You should of course review the report and make your own determination but here’s a spoiler: The Office 365 application neglected to scope-check a user identifier, which allowed an arbitrary identity provider to assert any identifier whatsoever and thereby gain unauthorized access to the application.

Here are a few lessons learned from the Office 365 vulnerability.

Lesson Learned #1

An email address is not a user identifier.

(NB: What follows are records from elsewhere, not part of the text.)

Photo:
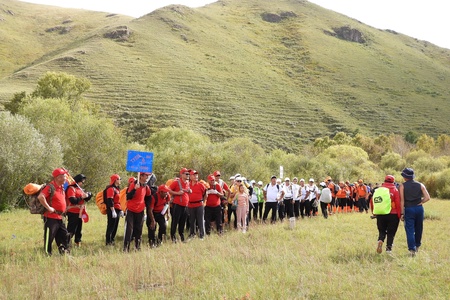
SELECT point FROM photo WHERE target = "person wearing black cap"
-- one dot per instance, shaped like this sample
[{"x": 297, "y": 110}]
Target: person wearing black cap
[
  {"x": 76, "y": 201},
  {"x": 413, "y": 195},
  {"x": 272, "y": 196}
]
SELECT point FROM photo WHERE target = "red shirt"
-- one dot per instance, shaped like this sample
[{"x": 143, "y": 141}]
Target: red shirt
[
  {"x": 182, "y": 200},
  {"x": 74, "y": 192},
  {"x": 213, "y": 200},
  {"x": 158, "y": 205},
  {"x": 196, "y": 197},
  {"x": 137, "y": 203},
  {"x": 114, "y": 193},
  {"x": 58, "y": 201}
]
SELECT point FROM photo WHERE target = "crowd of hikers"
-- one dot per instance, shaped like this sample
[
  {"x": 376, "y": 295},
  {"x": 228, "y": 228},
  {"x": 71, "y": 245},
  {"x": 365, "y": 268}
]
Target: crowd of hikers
[{"x": 202, "y": 207}]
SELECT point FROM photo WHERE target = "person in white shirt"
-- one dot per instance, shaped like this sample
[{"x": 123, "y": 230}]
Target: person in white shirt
[
  {"x": 272, "y": 194},
  {"x": 288, "y": 199},
  {"x": 312, "y": 193},
  {"x": 325, "y": 199},
  {"x": 297, "y": 194}
]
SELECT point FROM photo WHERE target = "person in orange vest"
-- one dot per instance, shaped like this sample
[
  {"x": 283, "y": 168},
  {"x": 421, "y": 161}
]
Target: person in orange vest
[
  {"x": 363, "y": 196},
  {"x": 342, "y": 196},
  {"x": 53, "y": 198},
  {"x": 158, "y": 207},
  {"x": 76, "y": 200},
  {"x": 138, "y": 194}
]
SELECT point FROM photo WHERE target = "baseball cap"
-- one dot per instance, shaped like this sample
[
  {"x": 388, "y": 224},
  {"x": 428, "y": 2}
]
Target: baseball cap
[
  {"x": 163, "y": 188},
  {"x": 59, "y": 171}
]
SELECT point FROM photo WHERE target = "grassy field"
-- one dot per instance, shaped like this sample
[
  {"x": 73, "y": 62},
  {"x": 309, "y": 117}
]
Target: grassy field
[
  {"x": 222, "y": 66},
  {"x": 318, "y": 259}
]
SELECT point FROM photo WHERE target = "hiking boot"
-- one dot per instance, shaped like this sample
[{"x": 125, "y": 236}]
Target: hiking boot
[{"x": 380, "y": 247}]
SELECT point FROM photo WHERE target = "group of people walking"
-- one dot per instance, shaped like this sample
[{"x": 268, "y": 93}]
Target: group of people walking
[{"x": 195, "y": 206}]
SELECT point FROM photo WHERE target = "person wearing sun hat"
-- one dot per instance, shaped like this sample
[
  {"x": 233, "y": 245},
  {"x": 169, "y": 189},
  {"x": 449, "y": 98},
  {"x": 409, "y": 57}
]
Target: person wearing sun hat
[
  {"x": 387, "y": 224},
  {"x": 413, "y": 195},
  {"x": 53, "y": 198}
]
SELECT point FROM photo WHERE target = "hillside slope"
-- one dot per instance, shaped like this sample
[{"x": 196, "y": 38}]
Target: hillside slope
[{"x": 276, "y": 72}]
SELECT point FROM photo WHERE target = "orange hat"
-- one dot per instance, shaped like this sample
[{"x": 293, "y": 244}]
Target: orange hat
[
  {"x": 163, "y": 188},
  {"x": 113, "y": 178},
  {"x": 59, "y": 171}
]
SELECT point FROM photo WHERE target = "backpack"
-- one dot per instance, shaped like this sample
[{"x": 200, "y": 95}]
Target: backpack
[
  {"x": 33, "y": 190},
  {"x": 381, "y": 201},
  {"x": 100, "y": 200},
  {"x": 336, "y": 188}
]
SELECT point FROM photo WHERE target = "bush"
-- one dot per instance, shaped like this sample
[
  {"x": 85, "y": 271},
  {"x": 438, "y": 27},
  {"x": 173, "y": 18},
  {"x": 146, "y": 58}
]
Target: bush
[{"x": 27, "y": 156}]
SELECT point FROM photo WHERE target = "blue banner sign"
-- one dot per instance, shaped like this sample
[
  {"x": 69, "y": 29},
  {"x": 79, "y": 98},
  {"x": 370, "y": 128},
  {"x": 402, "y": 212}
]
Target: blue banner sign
[{"x": 138, "y": 161}]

The Office 365 incident revolved around the following SAML attribute:

The IDPEmail attribute
<saml2:Attribute FriendlyName="IDPEmail"
      NameFormat="urn:oasis:names:tc:SAML:2.0:attrname-format:uri"
      Name="IDPEmail">
   <saml2:AttributeValue
         xmlns:xsi="http://www.w3.org/2001/XMLSchema-instance"
         xsi:type="xsd:string">ikakavas@mymail.example.com</saml2:AttributeValue>
</saml2:Attribute>

From a SAML perspective, there are a number of problems with the IDPEmail attribute shown above but the point that matters most is: The IDPEmail attribute is not an email address at all. Its value may look like an email address, but in fact, the IDPEmail attribute corresponds to the User Principal Name (userPrincipalName or UPN) of the existing account of the user in Azure AD.

That’s an important observation: The IDPEmail attribute is an identifier, and moreover, it is actually used by the Office 365 application for access control. That leads directly to our next observation.